The importance of military communications

Communications in military operations has always played a crucial role in the functionality and success of the Armed Forces. As military technology evolves to keep pace with modern day threats, so do the demands placed on tactical communications. 

Defence Online Editor Matt Brown caught up with Scott Patterson, Defence Director at Petards, to discuss the challenges of keeping the latest military technology and personnel connected securely.  


As the defence and security industry faces evolving challenges, how has this affected the demands placed on modernday communications systems? 

Interestingly, we see the users being pulled in two different directions by shrinking budgets and more complex requirements for communications. On the one hand they just want very simple and very reliable systems, which work every time. On the other hand, they have seen the speed of improvements in their own mobile phones and wonder why they can’t have the same functionality. We think that alignment between these two forces will come in time. This will be when new analytics mask the complexity behind video and data services and it all becomes hidden under a simple and reliable front-end. Just like our powerful smartphones with big friendly buttons. 


We hear a lot about the importance of cyber security, how big a consideration is it in modern military communications? 

Cyber security is huge in modern military communications. We don’t just worry about the software. We worry about where all the hardware has come from and we worry about where we can let it go. Even repairs have to be handled carefully to avoid opening a chink in our cyber armour. 


In what ways do communication systems for the MOD differ from commercial systems? 

It all depends on the users. In some ways, providing communication systems for Glastonbury or the Tour de France isn’t that different from an Army regiment on exercise. They all have large, flexible workforces and they would all consider secure and rugged communications to be essential. However, it would be unusual for a commercial system to justify its own worldwide communications network or to have to work deep under the ocean. 


Presumably, providing communications for maritime, land and air presents different challenges for each? 

Each of the different domains has its own challenges and cultures. For maritime, the distances can be large but the platforms are capable and it’s about sustaining communications for months at a time. On land, the geography plays a part whether it’s a mountain in the way or the need for the kit to be carried (with its batteries) by a soldier. In the air, it’s space, weight and power plus the appreciation of air safety and the lack of room for error. 


Petards delivers military communication systems across the world. Are the demands placed on C4ISR services the same globally? 

We find that the fundamentals of wanting to communicate clearly and wanting to know what’s happening around you are the same across the world. However, the details are most definitely not the same. Each global customer has unique requirements and ways of working, whether flowing down from their own doctrine or their preferred procurement route. Some customers are very hands-on whilst others will set a broad requirement and leave it up to us how we meet it. Even ‘off the shelf’ kit will be used very differently, so we work carefully with our customers to create cost-effective bespoke support services to keep their equipment working. 

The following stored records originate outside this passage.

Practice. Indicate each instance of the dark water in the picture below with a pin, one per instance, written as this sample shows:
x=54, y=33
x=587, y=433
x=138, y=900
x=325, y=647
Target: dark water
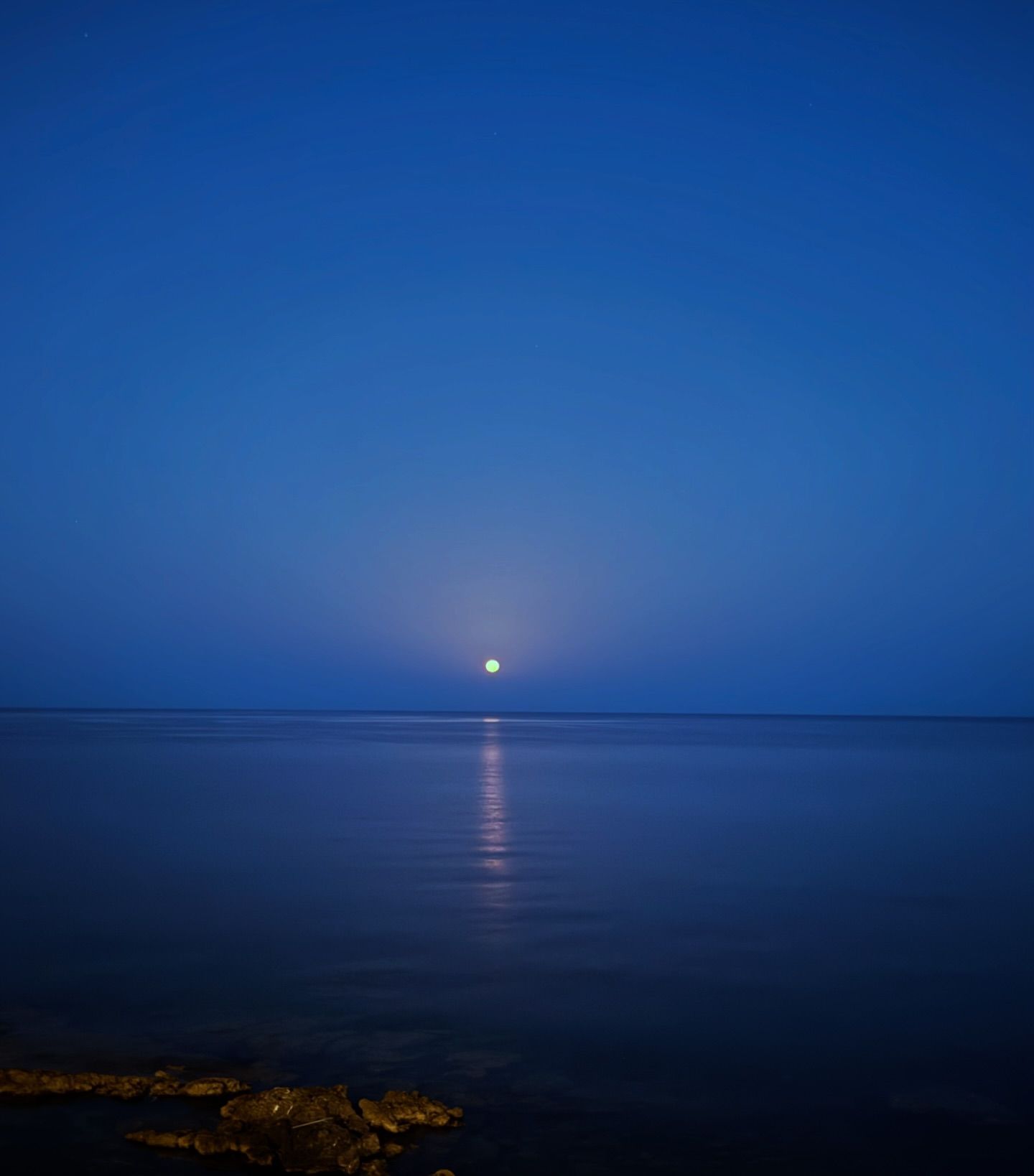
x=623, y=943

Given the innovation in communication technology in the commercial sector, does this technology makes its way into the defence market? 

It does and it’s all about timing. In the commercial sector something new arrives every 12-18 months. In defence, the development stage of a project can last 20 years before the equipment makes it into service. Decide too early and your solution is obsolete before it has been used. Decide too late and you might put the whole project at risk if it doesn’t work as to plan or you haven’t anticipated the right interfaces. We’re getting better at it now.  


Likewise, is it the case that technology created for the defence market find its way to the commercial market?  

Yes, it does still happen but not as often as it used to. Military research and development budgets are big but nothing compared to the big tech companies. There are still a few niche areas where defence is ahead such as in encryption technology. It would be great for both sectors if there was a big leap forward in battery technology. 


What does the future hold for tactical communication technology? 

As I’ve said, the future is about video, analytics and data services. Voice will always be a core service but to keep operational advantage in the information age the winners will be those who can see the real picture on the ground and those who can make sense of volumes of data to make the right decision. 


Are you working on any interesting projects for the MOat the moment? 

We’re very lucky to have a wide range of interesting projects for the MOD. Some, like ALE-47 (an airborne countermeasures dispenser system), have been with us for decades and we have helped them continually evolve and improve. Others, like our recently won radios contract, are very much about giving a great level of service to the thousands of users on the ground every day.